Im Gespräch mit Medaillen-Anwärterin Miriam Welte

Für Miriam Welte, Jahrgang 1986, für den RSC Kaiserslautern und das „Track Cycling Team MV“ startend, war das Jahr 2012 mit ihren WM- und Olympia-Erfolgen bereits ein sehr erfolgreiches. Fünf Monate nach London geht es nun nach Minsk. Nachgefragt …

„Mit London 2012 ging ein Kindheitstraum in Erfüllung …“

Frage: London liegt fünf Monate zurück. Wie lautet Ihr persönliches und sportliches Resümee zu deinen goldenen 2012er Spielen? Was waren für dich die beeindruckendsten Momente in London – nicht nur beim Frauen-Bahnradsport?

Miriam Welte: London war für mich ein unglaubliches Erlebnis. Unabhängig davon, dass ich Gold im Teamsprint gewonnen habe. Für mich ist in London ein Kindheitstraum in Erfüllung gegangen. Allein die Teilnahme war großartig. Das Rennen selbst, der 2. August 2012, ist nach wie vor sehr präsent. Es war ein unglaublich toller Tag, der letztendlich die letzten Monate sehr verändert hat.

Außerdem hatte ich in London die Möglichkeit, viele andere Wettkämpfe anschauen zu dürfen. Auch das war großartig. Die Begeisterung der Briten, aber auch der Zuschauer, die aus der ganzen Welt angereist waren, um die Olympischen Spiele zu erleben, war auf jeder Wettkampfstätte unglaublich. Alle haben mitgefiebert und mitgefeiert. Es waren die drei schönsten Wochen, die ich im Sportalltag bisher erleben durfte

Frage: Sehr stark waren auch die Britinnen im Bahnradsport, die von ihren Landsleuten frenetisch angefeuert und umjubelt wurden. Wie beurteilst du den Stellenwert des Frauen-Bahnradsport in Großbritannien im Vergleich zu Deutschland?
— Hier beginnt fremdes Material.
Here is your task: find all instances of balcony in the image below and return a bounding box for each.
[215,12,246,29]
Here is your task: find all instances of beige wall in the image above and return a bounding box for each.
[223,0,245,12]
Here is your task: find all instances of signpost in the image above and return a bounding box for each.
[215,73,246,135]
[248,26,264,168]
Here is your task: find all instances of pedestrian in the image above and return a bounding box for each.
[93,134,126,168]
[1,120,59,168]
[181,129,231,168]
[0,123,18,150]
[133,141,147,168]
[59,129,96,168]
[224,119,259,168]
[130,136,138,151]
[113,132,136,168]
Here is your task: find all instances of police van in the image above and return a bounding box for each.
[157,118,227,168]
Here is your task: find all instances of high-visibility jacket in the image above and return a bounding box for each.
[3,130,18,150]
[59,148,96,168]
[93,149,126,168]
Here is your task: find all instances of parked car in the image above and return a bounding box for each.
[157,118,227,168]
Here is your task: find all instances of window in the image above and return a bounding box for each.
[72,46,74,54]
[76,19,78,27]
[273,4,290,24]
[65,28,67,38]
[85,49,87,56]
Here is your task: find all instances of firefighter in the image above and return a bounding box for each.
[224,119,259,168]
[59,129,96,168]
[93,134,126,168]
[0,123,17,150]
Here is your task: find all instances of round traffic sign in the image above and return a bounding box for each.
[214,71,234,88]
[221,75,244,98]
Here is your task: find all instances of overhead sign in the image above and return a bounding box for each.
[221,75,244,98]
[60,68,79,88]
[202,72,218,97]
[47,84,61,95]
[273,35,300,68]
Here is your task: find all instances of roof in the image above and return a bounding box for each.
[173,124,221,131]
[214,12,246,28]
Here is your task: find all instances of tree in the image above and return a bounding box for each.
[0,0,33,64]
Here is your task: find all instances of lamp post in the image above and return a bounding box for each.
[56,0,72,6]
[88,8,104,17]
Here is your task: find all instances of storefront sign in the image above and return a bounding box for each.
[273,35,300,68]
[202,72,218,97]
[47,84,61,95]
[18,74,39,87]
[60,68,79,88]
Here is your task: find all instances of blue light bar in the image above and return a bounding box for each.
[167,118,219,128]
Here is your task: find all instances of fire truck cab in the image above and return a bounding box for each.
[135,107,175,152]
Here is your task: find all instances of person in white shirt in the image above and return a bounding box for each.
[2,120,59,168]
Miriam Welte: In Großbritannien hat der Radsport allgemein einen ganz anderen Stellenwert als bei uns in Deutschland. Die Athleten haben erzählt, dass vor den Olympischen Spielen zum Training teilweise 1.500 Menschen nach Newport auf die Radrennbahn kamen, um sich anzuschauen, wie sich die britischen Bahnradsportler auf die Olympischen Spiele vorbereiteten.

Das ist unglaublich, diese Euphorie kenne ich im deutschen Sport nur im Fußball. Es hat Spaß gemacht, in London in einer ausverkauften Halle Radrennen zu fahren. Das Publikum hat im Finale, als wir gegen China gefahren sind, auch gut Stimmung gemacht. Ich habe mir natürlich eingebildet, die jubeln alle nur für Kristina und mich …

Frage: Wie geht es nun für dich sportlich und beruflich weiter?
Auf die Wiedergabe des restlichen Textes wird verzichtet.